The most prolific bus users are still the elderly, and thankfully they are still entitled to free bus travel, alongside those with qualifying disabilities. It’s a vote-winner, but the Freedom Pass has actually been around since the 70s, despite many attempts by various politicians to take credit for it since. That being the case, in 2012 Boris announced a shiny, new pass succinctly called the “60+ London Oyster photocard”. Now, why would this be necessary if the Freedom Pass already exists? If you are a cynic you might think it is an attempt to claim some already achieved glory – after all it was the Labour-led Greater London Council that introduced the scheme – however, there is more to it.

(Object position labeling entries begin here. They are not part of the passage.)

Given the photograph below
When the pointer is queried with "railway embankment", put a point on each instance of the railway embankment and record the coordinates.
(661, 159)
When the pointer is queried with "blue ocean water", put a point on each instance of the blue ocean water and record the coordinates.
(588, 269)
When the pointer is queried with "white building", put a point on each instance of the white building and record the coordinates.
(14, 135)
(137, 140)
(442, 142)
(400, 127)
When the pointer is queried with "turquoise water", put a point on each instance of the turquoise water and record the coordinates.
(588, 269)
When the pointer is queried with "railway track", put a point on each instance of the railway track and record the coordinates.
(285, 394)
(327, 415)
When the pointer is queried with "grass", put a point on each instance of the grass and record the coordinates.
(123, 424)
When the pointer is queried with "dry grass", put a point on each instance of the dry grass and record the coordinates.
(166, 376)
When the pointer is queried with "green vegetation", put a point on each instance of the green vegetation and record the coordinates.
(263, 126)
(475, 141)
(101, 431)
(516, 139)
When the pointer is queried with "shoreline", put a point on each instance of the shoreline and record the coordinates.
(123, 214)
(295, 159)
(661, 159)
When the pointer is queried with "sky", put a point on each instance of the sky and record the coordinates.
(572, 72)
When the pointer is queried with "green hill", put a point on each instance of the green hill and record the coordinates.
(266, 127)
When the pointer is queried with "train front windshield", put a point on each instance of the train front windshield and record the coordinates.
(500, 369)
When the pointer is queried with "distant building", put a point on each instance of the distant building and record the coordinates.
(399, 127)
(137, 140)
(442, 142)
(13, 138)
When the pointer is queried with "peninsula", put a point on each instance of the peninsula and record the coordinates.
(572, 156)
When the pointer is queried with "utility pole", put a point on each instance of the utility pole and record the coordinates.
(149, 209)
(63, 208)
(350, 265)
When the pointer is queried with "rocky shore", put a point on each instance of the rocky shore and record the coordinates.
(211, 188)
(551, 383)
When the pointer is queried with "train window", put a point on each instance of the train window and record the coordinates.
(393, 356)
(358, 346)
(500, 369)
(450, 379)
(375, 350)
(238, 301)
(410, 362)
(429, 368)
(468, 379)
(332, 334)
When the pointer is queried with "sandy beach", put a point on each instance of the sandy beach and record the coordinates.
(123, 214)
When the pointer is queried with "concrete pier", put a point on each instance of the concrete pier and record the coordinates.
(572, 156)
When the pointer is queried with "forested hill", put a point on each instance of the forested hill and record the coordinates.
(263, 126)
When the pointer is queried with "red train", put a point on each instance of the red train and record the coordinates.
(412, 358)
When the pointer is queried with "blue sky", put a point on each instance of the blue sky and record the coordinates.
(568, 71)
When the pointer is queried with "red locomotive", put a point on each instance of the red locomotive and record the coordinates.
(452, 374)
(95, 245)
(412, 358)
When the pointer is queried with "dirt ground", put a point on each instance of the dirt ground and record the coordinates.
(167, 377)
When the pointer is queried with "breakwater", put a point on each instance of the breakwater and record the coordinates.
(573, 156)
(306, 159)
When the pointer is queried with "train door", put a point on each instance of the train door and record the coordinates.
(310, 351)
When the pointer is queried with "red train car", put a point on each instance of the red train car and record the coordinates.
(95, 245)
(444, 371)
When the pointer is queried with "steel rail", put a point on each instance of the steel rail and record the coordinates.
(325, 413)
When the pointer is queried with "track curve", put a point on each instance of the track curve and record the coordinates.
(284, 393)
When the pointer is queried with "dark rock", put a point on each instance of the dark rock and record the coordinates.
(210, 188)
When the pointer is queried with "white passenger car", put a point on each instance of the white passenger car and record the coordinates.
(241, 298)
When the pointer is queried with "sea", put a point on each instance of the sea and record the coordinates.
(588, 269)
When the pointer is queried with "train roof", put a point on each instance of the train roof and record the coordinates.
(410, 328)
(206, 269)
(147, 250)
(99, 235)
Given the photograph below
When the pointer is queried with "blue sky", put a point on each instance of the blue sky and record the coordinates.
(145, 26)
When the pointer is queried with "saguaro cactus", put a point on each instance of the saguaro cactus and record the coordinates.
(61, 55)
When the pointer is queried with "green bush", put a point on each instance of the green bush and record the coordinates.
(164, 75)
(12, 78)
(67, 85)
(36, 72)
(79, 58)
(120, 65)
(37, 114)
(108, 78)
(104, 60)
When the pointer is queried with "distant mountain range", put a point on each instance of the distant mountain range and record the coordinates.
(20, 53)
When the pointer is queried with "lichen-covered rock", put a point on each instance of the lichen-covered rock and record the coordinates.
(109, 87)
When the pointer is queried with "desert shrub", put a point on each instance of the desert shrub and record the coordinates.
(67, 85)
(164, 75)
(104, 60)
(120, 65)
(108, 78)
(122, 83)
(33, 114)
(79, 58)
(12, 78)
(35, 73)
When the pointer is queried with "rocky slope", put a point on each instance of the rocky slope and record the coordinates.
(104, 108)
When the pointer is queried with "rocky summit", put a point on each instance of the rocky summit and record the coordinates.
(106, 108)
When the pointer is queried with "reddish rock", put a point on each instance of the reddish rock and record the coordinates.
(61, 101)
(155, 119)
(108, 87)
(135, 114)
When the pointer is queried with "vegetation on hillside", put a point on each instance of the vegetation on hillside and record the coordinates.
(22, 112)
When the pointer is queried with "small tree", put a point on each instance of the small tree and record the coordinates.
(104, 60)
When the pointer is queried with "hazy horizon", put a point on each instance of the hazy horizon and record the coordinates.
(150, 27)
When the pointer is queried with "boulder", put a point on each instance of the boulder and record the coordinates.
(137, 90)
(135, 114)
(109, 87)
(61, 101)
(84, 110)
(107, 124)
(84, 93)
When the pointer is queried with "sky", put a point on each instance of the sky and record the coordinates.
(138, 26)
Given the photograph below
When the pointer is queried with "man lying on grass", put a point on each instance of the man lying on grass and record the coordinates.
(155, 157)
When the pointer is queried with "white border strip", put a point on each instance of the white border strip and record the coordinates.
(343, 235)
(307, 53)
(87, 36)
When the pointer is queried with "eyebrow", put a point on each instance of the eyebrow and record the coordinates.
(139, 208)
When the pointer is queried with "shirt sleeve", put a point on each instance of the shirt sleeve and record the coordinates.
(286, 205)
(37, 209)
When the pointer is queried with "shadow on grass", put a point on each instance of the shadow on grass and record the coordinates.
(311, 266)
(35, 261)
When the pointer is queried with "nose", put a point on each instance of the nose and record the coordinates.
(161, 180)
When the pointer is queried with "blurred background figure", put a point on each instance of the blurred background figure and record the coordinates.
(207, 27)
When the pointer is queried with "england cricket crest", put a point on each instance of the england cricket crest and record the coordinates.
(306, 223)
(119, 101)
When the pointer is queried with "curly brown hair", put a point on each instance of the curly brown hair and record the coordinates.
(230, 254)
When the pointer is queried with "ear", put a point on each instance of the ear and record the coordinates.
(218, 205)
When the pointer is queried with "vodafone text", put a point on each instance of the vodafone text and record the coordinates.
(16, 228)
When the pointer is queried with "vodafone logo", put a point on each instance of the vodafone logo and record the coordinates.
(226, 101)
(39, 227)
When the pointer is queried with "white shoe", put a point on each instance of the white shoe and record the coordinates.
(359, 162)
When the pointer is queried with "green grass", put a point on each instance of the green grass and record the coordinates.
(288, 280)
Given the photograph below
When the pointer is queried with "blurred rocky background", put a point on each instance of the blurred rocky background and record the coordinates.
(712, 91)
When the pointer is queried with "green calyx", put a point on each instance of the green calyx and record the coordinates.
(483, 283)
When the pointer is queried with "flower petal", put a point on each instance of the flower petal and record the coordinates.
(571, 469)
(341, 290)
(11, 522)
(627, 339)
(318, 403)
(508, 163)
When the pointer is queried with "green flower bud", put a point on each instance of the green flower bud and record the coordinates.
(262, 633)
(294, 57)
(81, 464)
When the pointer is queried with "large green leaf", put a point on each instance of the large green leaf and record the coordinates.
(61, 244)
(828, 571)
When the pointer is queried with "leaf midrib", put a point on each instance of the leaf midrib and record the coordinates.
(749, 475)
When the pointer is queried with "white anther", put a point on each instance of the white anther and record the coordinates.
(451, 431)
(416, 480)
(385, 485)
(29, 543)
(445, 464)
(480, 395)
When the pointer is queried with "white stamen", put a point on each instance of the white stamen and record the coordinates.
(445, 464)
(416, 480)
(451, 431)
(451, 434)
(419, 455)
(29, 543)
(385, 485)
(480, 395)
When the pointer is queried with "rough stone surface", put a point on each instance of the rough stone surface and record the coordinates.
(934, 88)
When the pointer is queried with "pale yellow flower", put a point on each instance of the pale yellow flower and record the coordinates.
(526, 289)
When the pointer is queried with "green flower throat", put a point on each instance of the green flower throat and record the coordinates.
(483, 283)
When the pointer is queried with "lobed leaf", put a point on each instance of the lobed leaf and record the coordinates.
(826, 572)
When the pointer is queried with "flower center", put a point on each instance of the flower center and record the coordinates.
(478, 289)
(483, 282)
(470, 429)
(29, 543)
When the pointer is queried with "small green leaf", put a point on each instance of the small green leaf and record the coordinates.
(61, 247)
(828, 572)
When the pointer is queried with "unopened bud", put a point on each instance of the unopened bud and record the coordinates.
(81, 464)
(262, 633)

Firstly, the age people qualified at was initially raised during Ken Livingstone’s mayorship, and has continued to rise, being incrementally increased to 65 or 66 by 2020 depending on which website you read. In actuality there is a fundamental difference between the cards: eligibility and, unsurprisingly, cost.

Freedom!

On introduction, Londoners became eligible for the Freedom Pass on their 60th birthday. Initially the pass entitled them to free travel, at all times, on London Underground, London Overground, Bus, Tram, and Docklands Light Railway services in Greater London (also at most times on many rail services in and outside Greater London and on bus routes that fall into the English National Concessionary Bus Travel Scheme). In January 2009 this was altered and the pass is now only valid on weekdays from 9:00. The 60+ card is valid for fewer journeys and incurs a £10 issuing fee – that said it is still far cheaper for those over 60 not yet eligible for ‘Freedom’. Little known fact – with both cards you may take up to four under-11s on the tube, DLR and Overground Services. That’s the grandkids sorted. Unless they’re 11+, in which case you will have to pay – as long as it’s not with cash!

Oyster

Without assuming or casting aspersions, one would surely be forgiven for thinking this is the group most likely to be carrying cash, and least likely to have a couple of Pay Pass cards tucked in their wallet. The other eligible group, the disabled, will often being in the same category. What happens then if the people who normally utilise this card lose it, or god-forbid are robbed? What if they stumble upon one of the non-included forms of travel, or happen to go somewhere or return outside the qualifying hours? If they are prepared they may have a Pay as You Go Oyster for such occasions – or be lucky enough to find a working machine that takes cash or one of the endangered species, a staff member, to assist. But only if it’s the tube or train. Not buses – not anymore. No Pay Pass card? Then tough. Walk home, Grandma.